THE CAMPAIGN’S IMPACT goes way beyond just VW, DDB, and the New York advertising scene of the early sixties. This campaign, more than any individual ads or campaigns that had gone before, epitomizes the Creative Revolution, and that revolution changed the face of advertising. Ohrbach’s, Levy’s, El Al were all terrific pieces of work, but none of them was a nationally-advertised brand competing in a mainstream product category.

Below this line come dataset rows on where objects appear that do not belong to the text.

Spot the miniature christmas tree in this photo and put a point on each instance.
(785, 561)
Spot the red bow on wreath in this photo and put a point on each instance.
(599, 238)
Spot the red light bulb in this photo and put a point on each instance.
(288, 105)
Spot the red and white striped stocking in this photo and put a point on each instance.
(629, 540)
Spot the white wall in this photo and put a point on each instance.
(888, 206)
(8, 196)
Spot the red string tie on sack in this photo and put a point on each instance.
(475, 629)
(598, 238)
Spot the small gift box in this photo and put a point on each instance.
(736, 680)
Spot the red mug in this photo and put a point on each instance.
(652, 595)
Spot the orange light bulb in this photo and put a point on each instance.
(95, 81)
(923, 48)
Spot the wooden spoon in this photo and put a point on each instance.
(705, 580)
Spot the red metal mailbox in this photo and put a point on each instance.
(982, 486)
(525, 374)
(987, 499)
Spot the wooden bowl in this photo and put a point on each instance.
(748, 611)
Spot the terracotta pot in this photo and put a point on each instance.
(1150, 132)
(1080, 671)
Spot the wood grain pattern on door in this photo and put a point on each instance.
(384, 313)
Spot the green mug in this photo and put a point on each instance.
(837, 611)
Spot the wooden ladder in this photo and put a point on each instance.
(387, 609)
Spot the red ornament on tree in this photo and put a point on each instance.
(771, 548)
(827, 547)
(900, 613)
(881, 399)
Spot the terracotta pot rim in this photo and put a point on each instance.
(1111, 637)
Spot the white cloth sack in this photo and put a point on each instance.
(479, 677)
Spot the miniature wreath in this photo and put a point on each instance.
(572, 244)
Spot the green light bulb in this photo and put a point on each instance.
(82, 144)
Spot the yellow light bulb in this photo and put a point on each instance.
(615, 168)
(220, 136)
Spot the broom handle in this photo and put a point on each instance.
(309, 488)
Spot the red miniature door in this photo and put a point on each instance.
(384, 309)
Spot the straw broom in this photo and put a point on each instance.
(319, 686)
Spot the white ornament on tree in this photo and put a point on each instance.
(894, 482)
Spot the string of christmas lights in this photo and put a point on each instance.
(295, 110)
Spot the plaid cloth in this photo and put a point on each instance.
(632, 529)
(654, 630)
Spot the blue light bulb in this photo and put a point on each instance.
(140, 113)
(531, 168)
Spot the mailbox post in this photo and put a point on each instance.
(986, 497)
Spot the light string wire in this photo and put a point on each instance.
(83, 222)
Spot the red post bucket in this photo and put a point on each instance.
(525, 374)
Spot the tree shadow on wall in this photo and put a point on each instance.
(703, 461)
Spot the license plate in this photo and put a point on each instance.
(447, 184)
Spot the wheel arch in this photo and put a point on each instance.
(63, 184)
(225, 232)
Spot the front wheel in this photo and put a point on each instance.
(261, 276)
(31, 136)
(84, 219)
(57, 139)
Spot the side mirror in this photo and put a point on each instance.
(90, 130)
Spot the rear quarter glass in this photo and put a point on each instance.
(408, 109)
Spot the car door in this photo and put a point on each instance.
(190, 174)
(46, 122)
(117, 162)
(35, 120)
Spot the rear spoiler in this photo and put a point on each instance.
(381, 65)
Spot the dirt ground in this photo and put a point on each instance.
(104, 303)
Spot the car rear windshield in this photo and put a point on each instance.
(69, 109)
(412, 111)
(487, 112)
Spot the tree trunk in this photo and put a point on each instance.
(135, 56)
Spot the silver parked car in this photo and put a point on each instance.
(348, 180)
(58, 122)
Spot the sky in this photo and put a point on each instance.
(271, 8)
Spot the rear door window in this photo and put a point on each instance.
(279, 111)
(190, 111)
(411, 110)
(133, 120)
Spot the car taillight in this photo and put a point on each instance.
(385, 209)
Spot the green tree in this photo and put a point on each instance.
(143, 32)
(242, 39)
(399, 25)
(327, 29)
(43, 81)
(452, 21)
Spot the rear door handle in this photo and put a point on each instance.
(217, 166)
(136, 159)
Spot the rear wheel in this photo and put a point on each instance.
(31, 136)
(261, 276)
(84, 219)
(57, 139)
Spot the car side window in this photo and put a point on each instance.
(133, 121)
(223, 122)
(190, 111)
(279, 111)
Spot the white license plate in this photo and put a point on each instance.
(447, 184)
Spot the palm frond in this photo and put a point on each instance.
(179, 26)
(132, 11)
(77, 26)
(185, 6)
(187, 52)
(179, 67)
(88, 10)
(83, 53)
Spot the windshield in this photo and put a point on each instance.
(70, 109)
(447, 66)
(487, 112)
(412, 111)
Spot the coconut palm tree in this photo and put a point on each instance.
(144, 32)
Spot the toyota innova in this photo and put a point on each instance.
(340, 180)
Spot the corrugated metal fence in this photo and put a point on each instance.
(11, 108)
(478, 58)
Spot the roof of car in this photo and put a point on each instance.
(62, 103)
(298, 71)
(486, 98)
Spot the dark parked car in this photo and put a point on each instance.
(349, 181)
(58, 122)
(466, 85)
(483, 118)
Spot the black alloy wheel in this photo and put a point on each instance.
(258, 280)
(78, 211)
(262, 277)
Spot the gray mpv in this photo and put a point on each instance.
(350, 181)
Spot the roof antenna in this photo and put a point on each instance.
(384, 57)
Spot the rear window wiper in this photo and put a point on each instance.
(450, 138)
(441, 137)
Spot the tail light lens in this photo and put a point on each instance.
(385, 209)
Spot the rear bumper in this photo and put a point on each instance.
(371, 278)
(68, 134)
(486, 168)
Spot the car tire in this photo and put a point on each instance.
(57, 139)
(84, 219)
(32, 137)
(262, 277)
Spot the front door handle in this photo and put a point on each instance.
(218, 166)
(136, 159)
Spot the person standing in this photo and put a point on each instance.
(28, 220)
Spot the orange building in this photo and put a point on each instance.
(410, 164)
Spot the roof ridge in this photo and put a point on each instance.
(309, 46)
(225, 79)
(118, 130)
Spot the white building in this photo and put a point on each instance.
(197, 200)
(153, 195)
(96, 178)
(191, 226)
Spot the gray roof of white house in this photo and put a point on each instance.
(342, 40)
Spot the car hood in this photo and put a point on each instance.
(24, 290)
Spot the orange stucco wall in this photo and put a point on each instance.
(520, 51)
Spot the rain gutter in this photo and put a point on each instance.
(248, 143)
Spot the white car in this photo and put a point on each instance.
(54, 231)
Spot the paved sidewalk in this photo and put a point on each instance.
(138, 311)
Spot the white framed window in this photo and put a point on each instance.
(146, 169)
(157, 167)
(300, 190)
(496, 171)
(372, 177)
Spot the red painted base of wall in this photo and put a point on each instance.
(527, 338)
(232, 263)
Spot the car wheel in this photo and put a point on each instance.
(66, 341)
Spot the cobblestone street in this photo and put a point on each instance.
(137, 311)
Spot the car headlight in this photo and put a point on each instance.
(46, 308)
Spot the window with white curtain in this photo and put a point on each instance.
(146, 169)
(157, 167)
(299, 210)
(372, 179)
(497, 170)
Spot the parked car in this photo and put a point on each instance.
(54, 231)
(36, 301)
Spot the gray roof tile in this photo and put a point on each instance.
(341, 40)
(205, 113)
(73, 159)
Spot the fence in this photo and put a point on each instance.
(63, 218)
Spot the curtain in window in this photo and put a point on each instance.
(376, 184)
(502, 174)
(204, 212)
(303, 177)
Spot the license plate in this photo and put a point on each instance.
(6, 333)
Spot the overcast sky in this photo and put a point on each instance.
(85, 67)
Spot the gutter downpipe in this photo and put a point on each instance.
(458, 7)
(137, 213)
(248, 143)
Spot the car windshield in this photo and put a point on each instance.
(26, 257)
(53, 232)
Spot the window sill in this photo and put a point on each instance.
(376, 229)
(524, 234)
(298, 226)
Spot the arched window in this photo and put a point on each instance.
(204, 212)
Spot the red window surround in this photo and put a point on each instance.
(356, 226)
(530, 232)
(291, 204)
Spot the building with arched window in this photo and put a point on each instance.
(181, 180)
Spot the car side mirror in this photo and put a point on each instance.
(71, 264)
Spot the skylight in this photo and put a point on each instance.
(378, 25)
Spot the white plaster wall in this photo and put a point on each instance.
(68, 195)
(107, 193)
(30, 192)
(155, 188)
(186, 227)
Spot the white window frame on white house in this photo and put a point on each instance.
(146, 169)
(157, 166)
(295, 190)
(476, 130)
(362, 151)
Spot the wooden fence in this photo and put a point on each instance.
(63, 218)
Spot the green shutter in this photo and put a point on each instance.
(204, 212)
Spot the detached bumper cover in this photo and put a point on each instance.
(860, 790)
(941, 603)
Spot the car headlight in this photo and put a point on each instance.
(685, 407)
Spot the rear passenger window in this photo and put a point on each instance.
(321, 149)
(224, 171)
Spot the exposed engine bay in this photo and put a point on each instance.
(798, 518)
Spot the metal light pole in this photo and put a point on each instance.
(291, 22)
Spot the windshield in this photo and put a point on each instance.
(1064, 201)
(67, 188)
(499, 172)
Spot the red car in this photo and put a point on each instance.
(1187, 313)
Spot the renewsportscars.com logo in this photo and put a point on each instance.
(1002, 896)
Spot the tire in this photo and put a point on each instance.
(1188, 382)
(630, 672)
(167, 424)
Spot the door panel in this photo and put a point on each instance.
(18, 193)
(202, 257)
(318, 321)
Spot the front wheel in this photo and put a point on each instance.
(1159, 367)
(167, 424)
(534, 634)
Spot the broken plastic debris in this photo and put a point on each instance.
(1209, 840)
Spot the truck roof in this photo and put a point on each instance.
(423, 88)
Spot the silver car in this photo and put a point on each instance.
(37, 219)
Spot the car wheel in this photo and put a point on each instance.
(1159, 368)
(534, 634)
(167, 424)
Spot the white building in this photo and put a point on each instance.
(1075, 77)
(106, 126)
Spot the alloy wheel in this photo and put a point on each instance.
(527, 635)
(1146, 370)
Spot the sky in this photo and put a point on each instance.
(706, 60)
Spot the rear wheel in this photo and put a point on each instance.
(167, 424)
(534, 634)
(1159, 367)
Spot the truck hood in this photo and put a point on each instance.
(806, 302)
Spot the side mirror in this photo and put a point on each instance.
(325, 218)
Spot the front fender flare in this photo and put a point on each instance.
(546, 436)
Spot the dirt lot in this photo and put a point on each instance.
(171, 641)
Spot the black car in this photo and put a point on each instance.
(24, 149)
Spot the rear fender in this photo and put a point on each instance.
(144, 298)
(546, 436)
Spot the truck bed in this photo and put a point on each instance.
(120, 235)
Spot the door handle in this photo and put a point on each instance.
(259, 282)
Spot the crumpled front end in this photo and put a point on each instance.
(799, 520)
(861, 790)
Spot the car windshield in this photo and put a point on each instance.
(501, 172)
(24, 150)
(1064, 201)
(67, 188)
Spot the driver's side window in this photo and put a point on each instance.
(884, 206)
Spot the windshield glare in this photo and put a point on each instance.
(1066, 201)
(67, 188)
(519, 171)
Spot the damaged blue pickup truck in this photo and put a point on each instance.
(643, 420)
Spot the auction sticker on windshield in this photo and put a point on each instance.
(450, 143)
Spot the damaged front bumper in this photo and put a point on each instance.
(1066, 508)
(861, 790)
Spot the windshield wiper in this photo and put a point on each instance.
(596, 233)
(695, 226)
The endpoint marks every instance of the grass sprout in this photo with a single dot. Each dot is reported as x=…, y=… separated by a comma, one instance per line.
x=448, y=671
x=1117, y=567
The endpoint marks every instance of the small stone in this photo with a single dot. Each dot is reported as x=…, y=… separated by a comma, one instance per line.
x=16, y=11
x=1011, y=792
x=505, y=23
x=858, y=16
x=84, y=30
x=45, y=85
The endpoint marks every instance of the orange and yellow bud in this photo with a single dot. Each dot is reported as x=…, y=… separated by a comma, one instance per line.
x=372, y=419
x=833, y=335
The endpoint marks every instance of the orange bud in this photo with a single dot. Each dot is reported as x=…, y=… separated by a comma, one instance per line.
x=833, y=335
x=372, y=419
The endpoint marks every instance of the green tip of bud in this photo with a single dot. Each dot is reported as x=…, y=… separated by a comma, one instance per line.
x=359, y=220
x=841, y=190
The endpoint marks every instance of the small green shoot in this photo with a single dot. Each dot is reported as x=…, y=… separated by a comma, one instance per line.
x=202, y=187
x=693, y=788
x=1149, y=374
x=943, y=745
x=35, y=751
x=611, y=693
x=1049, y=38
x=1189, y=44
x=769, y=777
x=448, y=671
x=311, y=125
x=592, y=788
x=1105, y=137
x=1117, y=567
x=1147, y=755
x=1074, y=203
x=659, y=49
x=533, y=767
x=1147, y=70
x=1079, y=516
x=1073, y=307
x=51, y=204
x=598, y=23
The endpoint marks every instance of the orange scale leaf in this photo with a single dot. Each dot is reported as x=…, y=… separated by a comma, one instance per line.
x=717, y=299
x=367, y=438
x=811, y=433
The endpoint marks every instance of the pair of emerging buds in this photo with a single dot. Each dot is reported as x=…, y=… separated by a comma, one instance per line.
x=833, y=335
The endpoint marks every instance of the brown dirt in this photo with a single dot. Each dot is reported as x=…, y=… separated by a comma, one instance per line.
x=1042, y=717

Of course there had been people creating entertaining, witty, simple, and sympathetic advertising before, people who recognized a value in directness and candor. But they tended to be in isolated pockets and their efforts were easily snuffed out. They were shouted down by the orthodox who believed that empathy had no place in advertising; that anything other than the tried and tested was too risky; that any money spent on making friends with your potential customer was money wasted; that simple repetition, like the pounding of a jackhammer, was the most effective way to get a message to stick; that he who shouts loudest gets heard clearest; that more is more.

These people will forever be confounded and bewildered by the early VW ads, wondering how those who did them ever had the nerve. The consistency of approach and the high standard of thinking has ensured that to this day, when many DDB agencies around the world still handle the VW account, generations of creative people who have followed the original team more than half a century ago feel obliged to try to live up to their standard. Today’s VW advertising is still consistently winning awards and selling VW’s across the globe.